Since 2013, the program has been a joint effort of the institute and Acadia’s interpretive division. A park volunteer is at the Hawk Watch site every day to talk with visitors and make sure each sighting of a raptor is recorded. The volunteers are organized by Carol Thompson, a volunteer herself.

The east side of Cadillac Mountain is ideal for hawk watching because it is in the migration path of a number of raptors and the wind often gives them a lift. Broad-winged and sharp-shinned hawks, especially, use the updrafts created when wind strikes the side of a mountain such as Dorr and Cadillac.

“The birds can save energy by soaring with the updrafts and use that to move southward without a whole lot of flapping,” Benz said.

Broad-winged hawks also use thermals, pockets of air that rise from warm places on the ground, such as rock outcroppings, to gain altitude.

“The birds get into these thermals and rise to the apex,” Benz said. “Then they glide out of that and go toward the next thermal they can see, which may be miles away. Birds of prey have really good eyesight, so they often find a thermal by seeing it pick up things like leaves or insects.”
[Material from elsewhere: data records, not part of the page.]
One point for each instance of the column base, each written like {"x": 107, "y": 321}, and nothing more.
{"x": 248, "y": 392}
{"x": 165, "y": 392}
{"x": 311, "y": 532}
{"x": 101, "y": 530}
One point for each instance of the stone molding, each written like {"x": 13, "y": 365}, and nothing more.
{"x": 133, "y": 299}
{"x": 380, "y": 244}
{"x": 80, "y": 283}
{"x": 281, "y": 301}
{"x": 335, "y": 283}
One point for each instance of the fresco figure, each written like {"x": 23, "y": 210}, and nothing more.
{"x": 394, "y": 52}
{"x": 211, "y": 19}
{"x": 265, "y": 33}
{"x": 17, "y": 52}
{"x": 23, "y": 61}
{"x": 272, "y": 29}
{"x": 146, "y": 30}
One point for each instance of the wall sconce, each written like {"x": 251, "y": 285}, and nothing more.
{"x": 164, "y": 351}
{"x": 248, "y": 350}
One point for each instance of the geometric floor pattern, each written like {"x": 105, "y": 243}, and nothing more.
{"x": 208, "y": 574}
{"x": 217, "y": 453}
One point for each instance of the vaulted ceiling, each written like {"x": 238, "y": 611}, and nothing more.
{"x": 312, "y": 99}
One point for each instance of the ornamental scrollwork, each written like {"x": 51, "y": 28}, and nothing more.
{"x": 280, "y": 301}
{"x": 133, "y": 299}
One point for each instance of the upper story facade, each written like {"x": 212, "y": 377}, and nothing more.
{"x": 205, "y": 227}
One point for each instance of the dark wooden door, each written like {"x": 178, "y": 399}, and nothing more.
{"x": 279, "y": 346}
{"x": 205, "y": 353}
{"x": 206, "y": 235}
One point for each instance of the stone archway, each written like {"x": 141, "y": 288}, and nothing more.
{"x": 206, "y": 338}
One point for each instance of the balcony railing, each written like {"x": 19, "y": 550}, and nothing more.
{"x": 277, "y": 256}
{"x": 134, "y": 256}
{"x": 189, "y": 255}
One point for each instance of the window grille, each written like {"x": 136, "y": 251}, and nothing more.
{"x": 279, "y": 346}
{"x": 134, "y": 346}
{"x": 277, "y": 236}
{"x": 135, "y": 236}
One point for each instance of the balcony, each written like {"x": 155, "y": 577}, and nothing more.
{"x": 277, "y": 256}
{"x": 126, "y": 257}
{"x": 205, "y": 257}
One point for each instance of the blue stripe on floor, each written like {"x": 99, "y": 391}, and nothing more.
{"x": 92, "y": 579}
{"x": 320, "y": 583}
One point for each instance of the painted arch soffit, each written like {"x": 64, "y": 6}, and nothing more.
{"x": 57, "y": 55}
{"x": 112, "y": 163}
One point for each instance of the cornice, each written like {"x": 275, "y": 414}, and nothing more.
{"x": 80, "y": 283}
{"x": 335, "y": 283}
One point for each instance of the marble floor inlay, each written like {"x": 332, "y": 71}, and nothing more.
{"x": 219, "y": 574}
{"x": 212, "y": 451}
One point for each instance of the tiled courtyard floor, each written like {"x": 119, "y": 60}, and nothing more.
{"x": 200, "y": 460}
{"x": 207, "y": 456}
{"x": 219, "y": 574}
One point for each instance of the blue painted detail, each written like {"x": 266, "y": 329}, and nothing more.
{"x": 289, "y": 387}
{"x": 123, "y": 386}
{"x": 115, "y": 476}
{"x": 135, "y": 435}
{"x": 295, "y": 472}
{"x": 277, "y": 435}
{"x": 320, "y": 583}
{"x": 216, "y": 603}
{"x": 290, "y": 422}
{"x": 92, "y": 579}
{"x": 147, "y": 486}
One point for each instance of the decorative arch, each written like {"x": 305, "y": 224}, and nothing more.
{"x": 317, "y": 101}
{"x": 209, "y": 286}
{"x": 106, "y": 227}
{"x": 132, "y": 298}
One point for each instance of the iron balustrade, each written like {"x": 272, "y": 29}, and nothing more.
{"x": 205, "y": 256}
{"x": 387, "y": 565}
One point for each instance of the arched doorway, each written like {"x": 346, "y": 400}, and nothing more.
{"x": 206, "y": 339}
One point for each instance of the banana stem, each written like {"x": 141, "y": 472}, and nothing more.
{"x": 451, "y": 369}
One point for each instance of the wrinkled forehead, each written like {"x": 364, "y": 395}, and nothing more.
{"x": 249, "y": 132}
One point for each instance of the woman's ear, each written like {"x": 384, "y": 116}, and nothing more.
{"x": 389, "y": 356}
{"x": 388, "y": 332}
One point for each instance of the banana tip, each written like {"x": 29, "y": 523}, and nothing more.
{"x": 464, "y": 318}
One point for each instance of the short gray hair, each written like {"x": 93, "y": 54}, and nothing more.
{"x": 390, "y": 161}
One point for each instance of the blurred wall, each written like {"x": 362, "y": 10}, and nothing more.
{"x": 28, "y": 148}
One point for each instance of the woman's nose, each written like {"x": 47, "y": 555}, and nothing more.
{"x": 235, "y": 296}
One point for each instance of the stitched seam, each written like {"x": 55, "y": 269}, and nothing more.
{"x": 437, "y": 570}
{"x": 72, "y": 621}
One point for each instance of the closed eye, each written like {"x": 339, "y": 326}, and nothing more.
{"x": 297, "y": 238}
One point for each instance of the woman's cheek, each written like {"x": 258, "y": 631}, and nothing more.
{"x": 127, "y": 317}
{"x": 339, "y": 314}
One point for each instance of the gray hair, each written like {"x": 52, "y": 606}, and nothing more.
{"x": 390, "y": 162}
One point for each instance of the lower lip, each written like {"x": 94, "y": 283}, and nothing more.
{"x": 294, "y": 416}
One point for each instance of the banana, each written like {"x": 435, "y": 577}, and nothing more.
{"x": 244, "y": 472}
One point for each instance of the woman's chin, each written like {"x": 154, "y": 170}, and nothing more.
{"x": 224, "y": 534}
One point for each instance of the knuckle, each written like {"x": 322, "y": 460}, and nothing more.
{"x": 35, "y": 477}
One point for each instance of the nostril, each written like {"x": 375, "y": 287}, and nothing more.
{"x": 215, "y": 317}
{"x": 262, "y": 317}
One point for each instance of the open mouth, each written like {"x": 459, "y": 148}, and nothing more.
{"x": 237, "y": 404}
The broad-winged hawks do that all the way down the Appalachian Mountain chain and through Texas and Mexico to South America.

Benz said scientists are interested in whether the timing of raptor migration is being influenced by climate change.

“We’re closely watching for when these birds come through. Is that changing at all because of a warming of the earth? Is that shifting the thermal development in the season, and do the birds indicate that is occurring?

“This is one of the nuances, one of the reasons we should be watching for hawks,” he said.

Benz said sharp-shinned hawks don’t use thermals as much as their broad-winged cousins.

“They generally use more of the updraft migration mode. They have the flap, flap, flap, and glide kind of style.”

At most designated raptor-watching sites in North America, participants are constantly looking up at what Benz describes as “little pepper specs in the sky.”

Hawk watchers do that at the Cadillac Mountain site, too, but they also look down into the gorge between Cadillac and Dorr mountains. Birds that rise up over Dorr often glide down into the gorge before riding an updraft over Cadillac.

“Being able to look down on these migratory raptors is a thrill for a lot of the visitors who come by and why some people come back year after year,” Benz said.

“There are people who have been coming for 20 years or more. They take a vacation to come this time a year and spend a week or 10 days watching hawks. That’s dedication.”

The Acadia Hawk Watch program follows the data collection protocols of the Hawk Migration Association of North America. Anyone can keep up with the daily raptor counts from Cadillac Mountain at hawkcount.org.